The bowl season doesn't get started in the SEC for another couple of weeks, but there are still things to keep an eye on around the league until then:
1. Coordinator shuffle: It's that time of year when coaches are not only getting bowl preparation in order, but also having to set up job interviews. For Alabama, Auburn and Florida, the next few weeks will be devoted to not only figuring out game strategies, but trying to find the right men to take over coordinating positions. Auburn is in the hunt for both an offensive and defensive coordinator, while Alabama and Florida are searching for offensive coordinators. With all three teams in the market right now, you have to wonder if there could be a bidding war or two in the near future. One lucky person has to draw the straw of being in line for all three offensive coordinating jobs, right? Wouldn't that be fun? For Florida's Will Muschamp, this is a major hire. His first year in Gainesville didn't go well, and now that Charlie Weis is gone, it's time for Muschamp to find someone who can get this offense back on track. He has the defense to compete, but he has to find the offense or things won't get better in the Swamp. Also, South Carolina defensive coordinator Ellis Johnson is a candidate for the Southern Miss job, so the Gamecocks could get in on the coordinator scramble as well.
2. Tyler Russell's knee: While there has been no official word that Russell's knee injury in practice is serious, Mississippi State's quarterback was very limited Wednesday. He wore a brace and found it hard to put a lot of weight on his leg. Sure, it's early in the healing process and it could just be sore, but knee injuries are nothing to just glance over. Russell is the Bulldogs' best passing threat, and the offense runs at its best when he's in the pocket. They'll need him for the bowl game, as Chris Relf just hasn't been the same quarterback he was a season ago. The Bulldogs don't exactly have the depth they had at the position for most of the season, either, as Dylan Favre decided to transfer after the regular season.

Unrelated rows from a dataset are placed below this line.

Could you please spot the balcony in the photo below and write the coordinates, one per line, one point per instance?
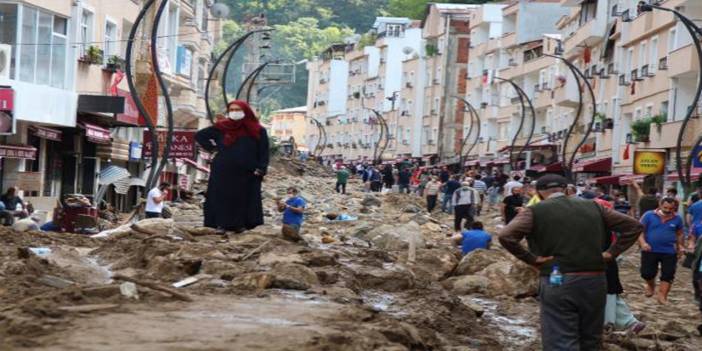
(683, 62)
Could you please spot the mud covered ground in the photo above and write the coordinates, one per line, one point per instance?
(389, 280)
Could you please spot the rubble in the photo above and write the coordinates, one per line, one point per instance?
(391, 279)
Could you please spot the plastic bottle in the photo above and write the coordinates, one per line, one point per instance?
(556, 278)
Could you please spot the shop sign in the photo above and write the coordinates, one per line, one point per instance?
(29, 181)
(649, 162)
(183, 144)
(135, 151)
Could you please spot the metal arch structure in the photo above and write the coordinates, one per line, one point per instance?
(135, 93)
(383, 137)
(231, 51)
(522, 98)
(164, 88)
(695, 33)
(474, 114)
(250, 80)
(577, 73)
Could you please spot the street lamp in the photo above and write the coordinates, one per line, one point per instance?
(695, 31)
(578, 74)
(522, 97)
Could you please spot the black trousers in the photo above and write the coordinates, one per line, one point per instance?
(572, 314)
(650, 262)
(341, 186)
(153, 215)
(461, 212)
(431, 202)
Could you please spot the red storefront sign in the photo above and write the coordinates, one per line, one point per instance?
(183, 144)
(18, 151)
(131, 112)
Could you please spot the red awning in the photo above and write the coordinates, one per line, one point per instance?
(600, 165)
(47, 133)
(606, 180)
(197, 166)
(96, 134)
(627, 179)
(694, 175)
(26, 152)
(472, 163)
(552, 168)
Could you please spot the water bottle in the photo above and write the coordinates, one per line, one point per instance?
(556, 278)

3. The grade game: Final grades for the semester are upon us and that can be a nerve-racking time for coaches. There are going to be some players flirting with being academically ineligible for bowl games, and some who just don't make it at all. It happens to nearly every program every season. It can be hard to stomach for coaches, but it's how college athletics work. Sometimes it' a big player or two, and rumors will definitely begin to swirl about players not being eligible for bowl games because of academics. Now, we'll know for sure once final grades are in the hands of the head coaches.
4. Auburn's running back situation: With starter Michael Dyer officially ruled out of the Chick-fil-A Bowl against Virginia for violating unspecified team rules, the Tigers will look to Onterio McCalebb and Tre Mason to handle the bulk of the rushing load. Coach Gene Chizik said he'd work with other offensive players in the backfield as well, but is staying tight-lipped on who might get some carries here and there. Dyer was Auburn's best offensive weapon and one of the most complete backs in the SEC. He was not only powerful between the tackles, but he has the speed to take a run outside and around the corner for a big play. McCalebb is a home run threat, but isn't much of a downhill runner. Mason rushed for just 97 yards this season, but made his mark on special teams. He was Auburn's top kickoff return man and recorded a touchdown. He has big-play ability, but he'll need to get more work in the backfield leading up to the bowl game to be more of a factor on offense.
5. Urban Meyer's southern recruiting success: The former Florida coach has been doing pretty well recruiting for Ohio State recently, and it wouldn't shock anyone if his efforts slowly started to creep back down south. He had loads of success in this part of the country when he was with the Gators, and while most of Ohio State's class is made up of northern prospects, that's sure to change under Meyer. The little he can do right now in recruiting is working, and from what prospects are saying, you can tell that SEC coaches are starting to feel his presence more and more. Meyer is too smart and too good of a recruiter to just leave the South alone. He'll be putting a lot of pressure on SEC coaches in the recruiting world in no time.